Он ещё постоял у ствола, глядя, как узкая чёрная щель между обломками копра дышит холодом и затхлой водой, и думал о том, что из всех его дел это, пожалуй, самое неблагодарное. Тут не будет ни взятого города, о котором доложат стоя, ни вспышки ярче солнца, о которой узнают двое. Будет только вода, уходящая по сантиметрам в сутки, месяцами, и первая тонна руды, поднятая наверх где-то к весне, — тонна, которой не заметит никто, кроме него, да этого костистого инженера, да того металлурга где-то на Урале, к кому она приедет и ляжет в плавку, чтобы стать бронёй.
Он не любил это дело меньше двух других своих войн — той, что наверху, с фронтами и сальдо, и той, что под Уралом, о которой знали двое. Он просто видел, что оно — фундамент, а фундамента не видать, когда стоит дом. И взялся за него так же, как за всё: не потому, что красиво, а потому, что без этой воды, ушедшей вовремя, к весне выдохнутся те две, что наверху и под землёй.
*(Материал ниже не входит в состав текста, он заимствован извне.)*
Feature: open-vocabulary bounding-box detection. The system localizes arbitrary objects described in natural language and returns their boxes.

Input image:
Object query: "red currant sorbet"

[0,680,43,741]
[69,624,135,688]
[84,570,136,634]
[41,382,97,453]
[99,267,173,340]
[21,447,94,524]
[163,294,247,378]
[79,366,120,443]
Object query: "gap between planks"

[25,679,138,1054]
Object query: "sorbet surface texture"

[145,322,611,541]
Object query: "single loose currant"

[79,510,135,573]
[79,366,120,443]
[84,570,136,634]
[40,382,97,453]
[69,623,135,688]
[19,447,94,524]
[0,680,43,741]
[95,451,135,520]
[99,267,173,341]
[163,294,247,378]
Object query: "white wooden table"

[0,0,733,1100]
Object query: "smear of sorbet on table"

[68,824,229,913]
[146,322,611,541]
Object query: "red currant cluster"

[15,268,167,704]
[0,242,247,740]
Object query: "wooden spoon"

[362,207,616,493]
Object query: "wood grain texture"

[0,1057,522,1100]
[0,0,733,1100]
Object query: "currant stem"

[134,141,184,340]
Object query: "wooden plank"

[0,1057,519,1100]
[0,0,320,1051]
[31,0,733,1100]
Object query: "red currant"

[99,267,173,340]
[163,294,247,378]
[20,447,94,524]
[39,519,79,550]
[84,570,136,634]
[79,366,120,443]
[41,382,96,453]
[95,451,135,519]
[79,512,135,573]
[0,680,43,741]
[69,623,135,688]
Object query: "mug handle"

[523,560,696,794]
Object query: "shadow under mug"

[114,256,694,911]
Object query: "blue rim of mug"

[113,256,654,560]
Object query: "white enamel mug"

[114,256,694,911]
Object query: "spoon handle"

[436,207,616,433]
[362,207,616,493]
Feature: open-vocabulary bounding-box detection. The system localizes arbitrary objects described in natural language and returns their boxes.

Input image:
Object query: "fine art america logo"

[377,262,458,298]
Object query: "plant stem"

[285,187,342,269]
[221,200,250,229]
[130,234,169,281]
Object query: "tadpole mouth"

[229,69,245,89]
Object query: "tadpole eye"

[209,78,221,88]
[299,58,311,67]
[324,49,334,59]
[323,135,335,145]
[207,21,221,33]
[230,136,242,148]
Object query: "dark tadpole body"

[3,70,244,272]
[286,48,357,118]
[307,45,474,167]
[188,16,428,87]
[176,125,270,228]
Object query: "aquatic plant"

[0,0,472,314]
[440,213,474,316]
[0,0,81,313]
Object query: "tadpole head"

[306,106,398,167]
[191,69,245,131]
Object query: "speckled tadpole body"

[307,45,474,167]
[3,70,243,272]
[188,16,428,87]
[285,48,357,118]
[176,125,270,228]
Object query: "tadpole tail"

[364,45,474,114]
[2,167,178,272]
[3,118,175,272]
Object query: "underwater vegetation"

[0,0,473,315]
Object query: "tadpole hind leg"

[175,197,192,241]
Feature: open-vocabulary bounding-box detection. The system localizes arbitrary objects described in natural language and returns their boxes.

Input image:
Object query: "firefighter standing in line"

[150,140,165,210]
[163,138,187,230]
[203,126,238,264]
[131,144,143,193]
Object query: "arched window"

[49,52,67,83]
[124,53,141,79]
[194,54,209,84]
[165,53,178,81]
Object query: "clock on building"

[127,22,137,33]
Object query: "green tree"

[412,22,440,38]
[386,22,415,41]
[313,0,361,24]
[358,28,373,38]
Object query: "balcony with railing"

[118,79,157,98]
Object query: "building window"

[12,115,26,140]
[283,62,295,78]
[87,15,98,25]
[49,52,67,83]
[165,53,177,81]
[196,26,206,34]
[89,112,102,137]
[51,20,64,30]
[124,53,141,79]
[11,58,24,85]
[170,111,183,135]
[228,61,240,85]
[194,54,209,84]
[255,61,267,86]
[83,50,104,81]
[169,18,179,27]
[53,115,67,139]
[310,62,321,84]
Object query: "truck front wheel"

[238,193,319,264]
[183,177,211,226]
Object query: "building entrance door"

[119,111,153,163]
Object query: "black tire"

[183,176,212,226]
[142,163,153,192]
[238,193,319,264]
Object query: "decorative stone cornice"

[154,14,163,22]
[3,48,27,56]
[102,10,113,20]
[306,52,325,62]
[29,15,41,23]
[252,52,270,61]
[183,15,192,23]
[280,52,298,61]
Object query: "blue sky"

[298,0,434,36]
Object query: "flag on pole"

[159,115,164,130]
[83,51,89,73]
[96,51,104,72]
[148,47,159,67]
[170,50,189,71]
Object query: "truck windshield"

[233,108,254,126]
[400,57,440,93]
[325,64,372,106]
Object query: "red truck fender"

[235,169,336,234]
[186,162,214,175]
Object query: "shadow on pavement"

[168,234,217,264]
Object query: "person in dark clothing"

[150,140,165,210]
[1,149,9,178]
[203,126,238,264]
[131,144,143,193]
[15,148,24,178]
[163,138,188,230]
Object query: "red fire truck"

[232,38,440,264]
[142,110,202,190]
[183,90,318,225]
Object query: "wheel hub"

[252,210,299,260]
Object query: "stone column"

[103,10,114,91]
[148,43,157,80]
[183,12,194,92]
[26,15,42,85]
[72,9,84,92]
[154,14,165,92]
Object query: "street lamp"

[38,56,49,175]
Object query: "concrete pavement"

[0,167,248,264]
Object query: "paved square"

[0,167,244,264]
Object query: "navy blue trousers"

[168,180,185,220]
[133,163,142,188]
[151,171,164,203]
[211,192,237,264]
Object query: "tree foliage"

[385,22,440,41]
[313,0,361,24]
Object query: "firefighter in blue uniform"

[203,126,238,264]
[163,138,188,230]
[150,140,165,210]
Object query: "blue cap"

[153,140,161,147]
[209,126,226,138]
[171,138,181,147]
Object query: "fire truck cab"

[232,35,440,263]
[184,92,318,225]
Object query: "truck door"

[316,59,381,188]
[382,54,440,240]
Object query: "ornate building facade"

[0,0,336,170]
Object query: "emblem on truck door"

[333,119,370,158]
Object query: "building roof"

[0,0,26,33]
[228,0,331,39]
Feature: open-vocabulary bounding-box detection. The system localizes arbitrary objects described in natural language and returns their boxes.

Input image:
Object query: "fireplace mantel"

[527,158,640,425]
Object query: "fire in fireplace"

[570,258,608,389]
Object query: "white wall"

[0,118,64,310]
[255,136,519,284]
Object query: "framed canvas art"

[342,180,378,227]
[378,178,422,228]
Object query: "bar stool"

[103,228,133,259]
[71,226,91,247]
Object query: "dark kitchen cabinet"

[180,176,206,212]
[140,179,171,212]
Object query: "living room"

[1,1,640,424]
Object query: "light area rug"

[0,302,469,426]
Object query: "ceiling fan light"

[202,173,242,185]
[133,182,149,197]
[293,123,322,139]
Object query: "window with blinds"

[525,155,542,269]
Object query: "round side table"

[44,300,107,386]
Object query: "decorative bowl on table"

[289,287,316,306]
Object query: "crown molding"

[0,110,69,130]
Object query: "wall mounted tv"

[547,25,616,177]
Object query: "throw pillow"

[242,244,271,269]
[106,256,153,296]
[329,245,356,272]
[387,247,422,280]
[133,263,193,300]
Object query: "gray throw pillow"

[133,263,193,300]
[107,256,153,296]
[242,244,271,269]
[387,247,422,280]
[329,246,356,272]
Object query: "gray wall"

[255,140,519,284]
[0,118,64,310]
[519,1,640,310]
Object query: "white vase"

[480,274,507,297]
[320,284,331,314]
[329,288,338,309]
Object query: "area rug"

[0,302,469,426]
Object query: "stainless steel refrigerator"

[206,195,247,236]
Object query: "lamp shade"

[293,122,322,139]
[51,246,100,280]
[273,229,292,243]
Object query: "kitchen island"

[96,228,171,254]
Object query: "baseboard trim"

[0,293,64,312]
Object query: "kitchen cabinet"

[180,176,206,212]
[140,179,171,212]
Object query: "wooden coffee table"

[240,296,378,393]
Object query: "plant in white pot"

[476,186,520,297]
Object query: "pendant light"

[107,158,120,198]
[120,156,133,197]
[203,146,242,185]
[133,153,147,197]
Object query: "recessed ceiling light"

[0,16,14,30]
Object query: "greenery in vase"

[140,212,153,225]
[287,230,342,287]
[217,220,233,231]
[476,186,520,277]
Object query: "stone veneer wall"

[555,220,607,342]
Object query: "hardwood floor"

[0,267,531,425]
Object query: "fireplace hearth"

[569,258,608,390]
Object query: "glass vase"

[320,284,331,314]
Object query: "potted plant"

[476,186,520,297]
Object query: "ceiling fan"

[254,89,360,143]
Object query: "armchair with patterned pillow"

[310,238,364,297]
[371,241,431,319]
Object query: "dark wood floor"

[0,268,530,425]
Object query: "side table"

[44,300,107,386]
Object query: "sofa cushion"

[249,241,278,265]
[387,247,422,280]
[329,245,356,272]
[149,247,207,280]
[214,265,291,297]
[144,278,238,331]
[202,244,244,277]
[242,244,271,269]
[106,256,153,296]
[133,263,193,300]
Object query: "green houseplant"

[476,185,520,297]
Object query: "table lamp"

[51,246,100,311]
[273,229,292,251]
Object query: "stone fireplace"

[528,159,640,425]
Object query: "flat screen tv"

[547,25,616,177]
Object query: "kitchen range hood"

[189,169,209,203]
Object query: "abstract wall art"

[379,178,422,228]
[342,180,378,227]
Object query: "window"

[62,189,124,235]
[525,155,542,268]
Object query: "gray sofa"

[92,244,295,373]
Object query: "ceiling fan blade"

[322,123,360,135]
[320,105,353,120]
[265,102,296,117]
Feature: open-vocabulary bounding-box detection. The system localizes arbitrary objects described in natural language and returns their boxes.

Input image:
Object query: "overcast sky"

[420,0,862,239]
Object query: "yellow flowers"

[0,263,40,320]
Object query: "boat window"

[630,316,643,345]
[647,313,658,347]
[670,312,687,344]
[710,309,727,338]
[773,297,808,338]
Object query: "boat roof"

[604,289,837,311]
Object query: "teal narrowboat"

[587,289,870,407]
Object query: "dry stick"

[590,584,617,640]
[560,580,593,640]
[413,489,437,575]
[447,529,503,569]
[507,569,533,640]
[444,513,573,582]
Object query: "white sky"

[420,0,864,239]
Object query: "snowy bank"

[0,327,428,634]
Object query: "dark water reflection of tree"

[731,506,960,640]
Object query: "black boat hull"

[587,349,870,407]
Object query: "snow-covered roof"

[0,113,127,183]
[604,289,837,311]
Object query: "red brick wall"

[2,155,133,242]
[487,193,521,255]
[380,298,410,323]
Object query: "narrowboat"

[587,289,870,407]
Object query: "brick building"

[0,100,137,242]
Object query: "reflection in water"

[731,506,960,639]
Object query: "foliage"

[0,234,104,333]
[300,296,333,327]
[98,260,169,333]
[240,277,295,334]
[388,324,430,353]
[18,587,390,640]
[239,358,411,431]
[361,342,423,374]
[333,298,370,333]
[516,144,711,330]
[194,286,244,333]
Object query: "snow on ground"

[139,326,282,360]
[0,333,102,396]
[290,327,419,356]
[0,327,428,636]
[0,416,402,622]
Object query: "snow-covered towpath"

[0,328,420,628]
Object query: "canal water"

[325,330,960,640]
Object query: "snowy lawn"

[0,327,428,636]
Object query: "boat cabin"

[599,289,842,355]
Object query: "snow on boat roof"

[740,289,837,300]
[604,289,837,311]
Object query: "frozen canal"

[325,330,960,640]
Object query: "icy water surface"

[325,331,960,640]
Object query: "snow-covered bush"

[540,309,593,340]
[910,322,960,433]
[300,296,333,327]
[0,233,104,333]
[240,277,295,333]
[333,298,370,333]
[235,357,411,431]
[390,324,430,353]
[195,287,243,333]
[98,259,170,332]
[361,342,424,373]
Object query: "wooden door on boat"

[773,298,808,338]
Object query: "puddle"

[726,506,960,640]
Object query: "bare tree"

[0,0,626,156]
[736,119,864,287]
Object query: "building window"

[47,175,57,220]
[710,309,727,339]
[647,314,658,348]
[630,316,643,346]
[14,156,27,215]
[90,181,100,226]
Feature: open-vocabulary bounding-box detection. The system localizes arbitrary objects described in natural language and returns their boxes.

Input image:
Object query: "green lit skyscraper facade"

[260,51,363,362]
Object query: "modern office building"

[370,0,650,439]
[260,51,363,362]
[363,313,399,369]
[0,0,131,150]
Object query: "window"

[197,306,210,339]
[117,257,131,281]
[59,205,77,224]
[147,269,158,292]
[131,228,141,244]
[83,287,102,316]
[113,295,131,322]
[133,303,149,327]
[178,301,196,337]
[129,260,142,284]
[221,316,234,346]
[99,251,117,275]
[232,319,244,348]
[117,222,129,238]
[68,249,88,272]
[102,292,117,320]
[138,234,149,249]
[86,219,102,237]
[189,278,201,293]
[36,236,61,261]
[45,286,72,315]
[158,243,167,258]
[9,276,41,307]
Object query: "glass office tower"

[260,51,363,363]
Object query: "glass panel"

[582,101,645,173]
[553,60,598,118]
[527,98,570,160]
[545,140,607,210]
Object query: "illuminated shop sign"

Уезжал он в тот же день. Машина шла назад по разбитой дороге, за стеклом тянулась серая, обглоданная войной степь, и где-то позади, у затопленного ствола, оставался инженер, которому Волков только что пообещал силу и чьё имя, единственное из всего этого дня, решил не забывать. Костромин. Он повторил про себя фамилию, чтобы легла, — как повторял имена того моториста в Перми и того комбата на юге, всех тех, на ком в последней точке держалась его огромная воля и без кого она была бы пустой. Он подписывал и приказывал. Они — стояли по колено в ледяной воде и поднимали то, что он приказал. И вся разница между его росчерком и их водой была той же, что между картой и землёй: на карте стрелу проводят пальцем, а землю берут ногами, руками, спиной — и, случается, жизнью.
За окном смеркалось рано, по-зимнему. Волков закрыл глаза и стал думать уже о другом: о том, что ждало его в Москве и что было выше и марганца, и Буга. Но чёрная вода в стволе стояла у него перед глазами дольше, чем он хотел, и ушла не сразу.